News / Nasional
Rabu, 19 Agustus 2020 | 10:42 WIB
Saiful Mujani [Dokumentasi Saifulmujani.com]

Suara.com - Populisme Islam mengancam kebhinnekaan Indonesia sebagai negara-bangsa dan menurunkan kualitas demokrasi.

Populisme ini tidak hanya datang dari kelompok politik agama, melainkan juga kelompok nasionalis.

Demikian salah satu kesimpulan yang muncul dalam orasi kebangsaan Saiful Mujani  yang diselenggarakan dalam rangka Hari Kemerdekaan Indonesia dan Dies Natalis UIN Syarif Hidayatullah Jakarta, baru-baru ini.

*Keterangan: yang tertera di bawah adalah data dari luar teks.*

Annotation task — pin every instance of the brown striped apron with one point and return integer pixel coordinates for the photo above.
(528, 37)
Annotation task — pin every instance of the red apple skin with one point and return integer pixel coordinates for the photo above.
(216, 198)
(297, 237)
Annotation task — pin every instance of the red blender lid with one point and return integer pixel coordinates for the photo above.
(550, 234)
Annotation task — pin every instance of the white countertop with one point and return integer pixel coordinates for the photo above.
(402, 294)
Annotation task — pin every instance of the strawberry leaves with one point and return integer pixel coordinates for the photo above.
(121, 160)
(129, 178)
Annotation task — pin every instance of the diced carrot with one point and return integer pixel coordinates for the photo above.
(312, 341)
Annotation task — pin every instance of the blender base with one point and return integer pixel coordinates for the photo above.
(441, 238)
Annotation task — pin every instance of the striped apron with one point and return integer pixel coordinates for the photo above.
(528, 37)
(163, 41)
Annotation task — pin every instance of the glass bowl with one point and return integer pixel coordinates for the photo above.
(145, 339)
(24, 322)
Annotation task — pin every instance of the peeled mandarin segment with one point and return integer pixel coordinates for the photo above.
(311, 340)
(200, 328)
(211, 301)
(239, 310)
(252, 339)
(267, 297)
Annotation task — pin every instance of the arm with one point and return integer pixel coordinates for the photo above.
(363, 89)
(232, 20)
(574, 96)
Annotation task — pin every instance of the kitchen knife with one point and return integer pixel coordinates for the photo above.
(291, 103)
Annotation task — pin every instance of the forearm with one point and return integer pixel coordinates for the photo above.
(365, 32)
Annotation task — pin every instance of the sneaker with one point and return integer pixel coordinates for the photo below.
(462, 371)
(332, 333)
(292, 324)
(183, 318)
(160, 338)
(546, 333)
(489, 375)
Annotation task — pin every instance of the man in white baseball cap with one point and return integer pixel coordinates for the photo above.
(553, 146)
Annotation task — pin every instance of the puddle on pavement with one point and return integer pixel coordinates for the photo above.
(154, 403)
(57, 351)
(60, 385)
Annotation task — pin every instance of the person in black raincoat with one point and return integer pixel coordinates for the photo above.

“Terlepas dari sejumlah kekurangan di sana-sini,” kata Saiful, “bangsa Indonesia cukup berhasil dalam pembangunan politik yang relevan dengan kebhinnekaan sejak peralihan dari rezim orde baru ke orde reformasi.”

Pendiri Saiful Mujani Research and Consulting itu mengatakan, sejak 1998, demokrasi Indonesia mengalami kemajuan, terutama dalam aspek hak-hak politik.

Tapi dalam enam tahun terakhir mengalami sedikit kemunduran dalam hal-hal yang banyak berkaitan dengan kebinnekaan Indonesia sebagai negara-bangsa.

Menurut Saiful Mujani persoalan utama yang menurunkan kualitas kebebasan sipil yang terkait dengan kebhinnekaan adalah munculnya apa yang disebut sebagai islamisasi.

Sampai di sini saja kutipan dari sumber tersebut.